Durick targets river bends, the upper end of holes, current breaks and cover such as large rocks or logs. He will anchor above that structure and have his customers make long casts to the chosen spot.
He uses 7-and-a-half-foot casting rods, with baitcasting reels spooled with 30-pound test monofilament line. He uses 7/0 hooks and small pieces of cut suckers or goldeyes.
The best fishing often takes place the entire month of May into early June, then again from late July through September.
So, why is the Red River such a good big-cat fishery? Fisheries officials credit fertile water, an abundant forage base, the fact that the cats are long-lived and restrictive fishing regulations (only one channel measuring more than 24 inches may be taken per day on the North Dakota portion of the Red River).
Another river system in North Dakota that produces plenty of channel catfish is the Missouri on the western part of the state. It contains good numbers, though the size of the fish is nowhere near as the ones in the Red.
Catfish are the Rodney Dangerfield of the fish world in South Dakota. They just don’t get any respect. In yet another part of the nation where walleyes are the marquee attraction, catfish don’t even get a minor credit.
That’s too bad. Fisheries officials with the South Dakota Department of Game, Fish and Parks say the Missouri River reservoirs are teeming with channel catfish.

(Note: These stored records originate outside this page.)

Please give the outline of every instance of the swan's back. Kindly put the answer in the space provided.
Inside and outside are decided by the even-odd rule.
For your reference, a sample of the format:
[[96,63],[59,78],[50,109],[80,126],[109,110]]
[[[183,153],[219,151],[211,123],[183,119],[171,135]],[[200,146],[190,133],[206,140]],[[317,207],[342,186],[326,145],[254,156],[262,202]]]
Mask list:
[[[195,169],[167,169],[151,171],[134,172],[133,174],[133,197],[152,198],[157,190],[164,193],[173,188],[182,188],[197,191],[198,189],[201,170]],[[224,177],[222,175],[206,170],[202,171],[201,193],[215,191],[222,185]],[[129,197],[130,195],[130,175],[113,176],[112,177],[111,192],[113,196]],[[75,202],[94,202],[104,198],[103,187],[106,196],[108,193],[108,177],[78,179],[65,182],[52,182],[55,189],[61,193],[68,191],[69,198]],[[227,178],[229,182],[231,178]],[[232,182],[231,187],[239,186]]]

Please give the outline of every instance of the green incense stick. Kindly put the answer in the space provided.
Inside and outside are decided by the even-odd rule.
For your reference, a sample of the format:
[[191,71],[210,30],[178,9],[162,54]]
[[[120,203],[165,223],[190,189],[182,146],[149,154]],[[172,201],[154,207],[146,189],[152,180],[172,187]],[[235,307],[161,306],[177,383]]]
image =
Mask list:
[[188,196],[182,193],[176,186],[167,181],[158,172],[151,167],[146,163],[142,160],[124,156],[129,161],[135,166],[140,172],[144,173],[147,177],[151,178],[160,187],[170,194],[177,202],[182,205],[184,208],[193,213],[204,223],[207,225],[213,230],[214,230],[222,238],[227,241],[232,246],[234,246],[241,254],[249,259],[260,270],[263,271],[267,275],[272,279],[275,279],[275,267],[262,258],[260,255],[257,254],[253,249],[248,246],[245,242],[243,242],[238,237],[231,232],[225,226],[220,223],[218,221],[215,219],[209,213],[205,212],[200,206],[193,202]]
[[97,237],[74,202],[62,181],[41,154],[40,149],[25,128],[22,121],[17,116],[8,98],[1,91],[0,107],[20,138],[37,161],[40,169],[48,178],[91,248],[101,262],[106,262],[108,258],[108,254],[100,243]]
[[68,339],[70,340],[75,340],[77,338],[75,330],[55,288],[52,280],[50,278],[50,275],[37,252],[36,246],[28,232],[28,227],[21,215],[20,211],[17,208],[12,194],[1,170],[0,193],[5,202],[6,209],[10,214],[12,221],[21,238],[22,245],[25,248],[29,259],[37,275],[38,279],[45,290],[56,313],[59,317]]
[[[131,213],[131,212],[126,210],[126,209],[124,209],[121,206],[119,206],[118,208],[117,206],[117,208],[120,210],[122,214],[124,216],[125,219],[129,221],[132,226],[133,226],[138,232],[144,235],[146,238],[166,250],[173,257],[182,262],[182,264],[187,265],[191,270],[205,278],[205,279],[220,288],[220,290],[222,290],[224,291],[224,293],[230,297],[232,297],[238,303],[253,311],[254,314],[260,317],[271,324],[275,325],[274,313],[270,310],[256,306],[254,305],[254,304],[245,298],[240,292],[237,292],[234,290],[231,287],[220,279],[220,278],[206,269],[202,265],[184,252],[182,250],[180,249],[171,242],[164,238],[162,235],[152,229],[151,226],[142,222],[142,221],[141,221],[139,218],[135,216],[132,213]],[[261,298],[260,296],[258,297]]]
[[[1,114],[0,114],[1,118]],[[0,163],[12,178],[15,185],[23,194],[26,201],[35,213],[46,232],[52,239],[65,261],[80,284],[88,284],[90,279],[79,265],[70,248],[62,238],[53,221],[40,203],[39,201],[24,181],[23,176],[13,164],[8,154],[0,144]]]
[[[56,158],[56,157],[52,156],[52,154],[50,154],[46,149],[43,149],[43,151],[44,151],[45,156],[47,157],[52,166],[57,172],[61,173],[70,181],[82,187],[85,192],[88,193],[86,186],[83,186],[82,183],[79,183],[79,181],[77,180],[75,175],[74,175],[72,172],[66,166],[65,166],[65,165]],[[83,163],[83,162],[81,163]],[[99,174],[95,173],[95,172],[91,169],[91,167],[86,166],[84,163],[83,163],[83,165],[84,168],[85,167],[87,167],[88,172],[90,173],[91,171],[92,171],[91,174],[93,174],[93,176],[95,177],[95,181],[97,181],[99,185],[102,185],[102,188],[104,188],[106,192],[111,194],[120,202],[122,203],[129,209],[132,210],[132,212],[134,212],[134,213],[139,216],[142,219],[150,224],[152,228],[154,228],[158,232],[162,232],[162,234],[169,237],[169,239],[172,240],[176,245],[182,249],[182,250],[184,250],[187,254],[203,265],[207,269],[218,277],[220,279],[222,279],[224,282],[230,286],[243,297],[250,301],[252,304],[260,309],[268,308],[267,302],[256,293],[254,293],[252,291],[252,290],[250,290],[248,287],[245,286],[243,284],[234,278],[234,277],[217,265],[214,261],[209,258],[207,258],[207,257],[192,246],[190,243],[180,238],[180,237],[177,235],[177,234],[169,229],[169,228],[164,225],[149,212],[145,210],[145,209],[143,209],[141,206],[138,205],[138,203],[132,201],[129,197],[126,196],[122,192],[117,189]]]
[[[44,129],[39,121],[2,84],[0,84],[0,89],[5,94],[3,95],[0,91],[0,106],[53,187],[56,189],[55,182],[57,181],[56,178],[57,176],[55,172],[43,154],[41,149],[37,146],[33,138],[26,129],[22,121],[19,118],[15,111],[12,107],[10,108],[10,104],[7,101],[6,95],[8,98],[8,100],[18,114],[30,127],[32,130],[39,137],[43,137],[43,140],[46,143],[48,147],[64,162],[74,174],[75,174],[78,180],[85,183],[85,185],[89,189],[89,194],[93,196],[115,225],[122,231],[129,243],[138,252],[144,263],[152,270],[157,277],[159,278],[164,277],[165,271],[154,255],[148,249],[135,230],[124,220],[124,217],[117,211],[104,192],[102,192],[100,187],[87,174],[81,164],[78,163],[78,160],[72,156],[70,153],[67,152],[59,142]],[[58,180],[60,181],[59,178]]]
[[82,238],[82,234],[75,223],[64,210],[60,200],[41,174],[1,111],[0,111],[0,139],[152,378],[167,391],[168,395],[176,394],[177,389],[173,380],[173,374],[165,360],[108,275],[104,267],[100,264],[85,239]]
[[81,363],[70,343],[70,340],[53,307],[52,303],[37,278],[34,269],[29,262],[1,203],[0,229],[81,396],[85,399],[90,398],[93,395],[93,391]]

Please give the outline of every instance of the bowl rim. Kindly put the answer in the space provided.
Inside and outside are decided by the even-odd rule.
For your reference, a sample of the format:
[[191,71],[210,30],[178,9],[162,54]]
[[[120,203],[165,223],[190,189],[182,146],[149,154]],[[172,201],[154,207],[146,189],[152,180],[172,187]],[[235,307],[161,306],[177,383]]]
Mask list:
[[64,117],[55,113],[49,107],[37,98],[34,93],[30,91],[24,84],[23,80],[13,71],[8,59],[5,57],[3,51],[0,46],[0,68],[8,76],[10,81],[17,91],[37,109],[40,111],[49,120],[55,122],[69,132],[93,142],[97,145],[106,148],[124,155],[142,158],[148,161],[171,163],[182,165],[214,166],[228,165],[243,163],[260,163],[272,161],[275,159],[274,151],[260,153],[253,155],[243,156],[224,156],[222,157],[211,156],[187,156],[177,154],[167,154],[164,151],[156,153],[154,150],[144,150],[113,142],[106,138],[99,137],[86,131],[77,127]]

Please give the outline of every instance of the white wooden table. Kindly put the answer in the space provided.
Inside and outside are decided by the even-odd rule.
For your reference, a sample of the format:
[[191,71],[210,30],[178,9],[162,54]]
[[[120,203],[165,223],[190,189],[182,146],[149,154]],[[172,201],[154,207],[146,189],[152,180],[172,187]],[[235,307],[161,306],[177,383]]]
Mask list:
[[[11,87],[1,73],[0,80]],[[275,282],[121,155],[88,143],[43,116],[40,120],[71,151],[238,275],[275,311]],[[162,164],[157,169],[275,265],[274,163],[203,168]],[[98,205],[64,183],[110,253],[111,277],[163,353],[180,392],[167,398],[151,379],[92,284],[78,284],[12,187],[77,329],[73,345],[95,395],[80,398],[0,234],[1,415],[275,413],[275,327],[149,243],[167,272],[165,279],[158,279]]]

“Channel catfish are our most underutilized resource,” said Mike Smith, an area fisheries supervisor for Game, Fish and Parks. “There are tons of them in our Missouri River reservoirs. There are times when you can catch 5-pound fish on cast after cast.
“But they still don’t get much of a following. When we do our fish preference surveys, channel catfish are down near the bottom of the list.”
Take the hint: anglers who like to fish for channel catfish should head to South Dakota.
Oahe, Sharpe, Francis Case, and Lewis and Clark reservoirs all hold excellent populations of channel cats. During the spring and early summer, large concentrations of the whiskered fish can be found in the backs of bays on Oahe, Sharpe and Francis Case. Fish weighing 10 pounds or more are common, according to Geno Adams, fisheries program administrator for Game, Fish and Parks.
During the summer, large concentrations of channel cats roam the water below the dams. And the braided channel of the Niobrara Delta on Lewis and Clark Lake holds catfish year-round.
Tom Bruno, who runs the Major League Adventures Guide Service, has seen just how impressive that channel-cat fishing can be.
One of Bruno’s favorite spots is Lake Sharpe below Oahe Dam. When there is good current, that tailwaters section can attract big concentrations of channel cats, especially in summer and early fall.
Looking for a big bite? Try the Lower James and Missouri rivers below Gavin’s Point Dam.
Adams labels that water as the best in South Dakota for trophy flathead catfish. The state record (63 pounds, 8 ounces) was caught on the James in 2006. A number of “Proud Angler” flathead catfish (15 pounds and bigger) are caught annually below Gavin’s Point.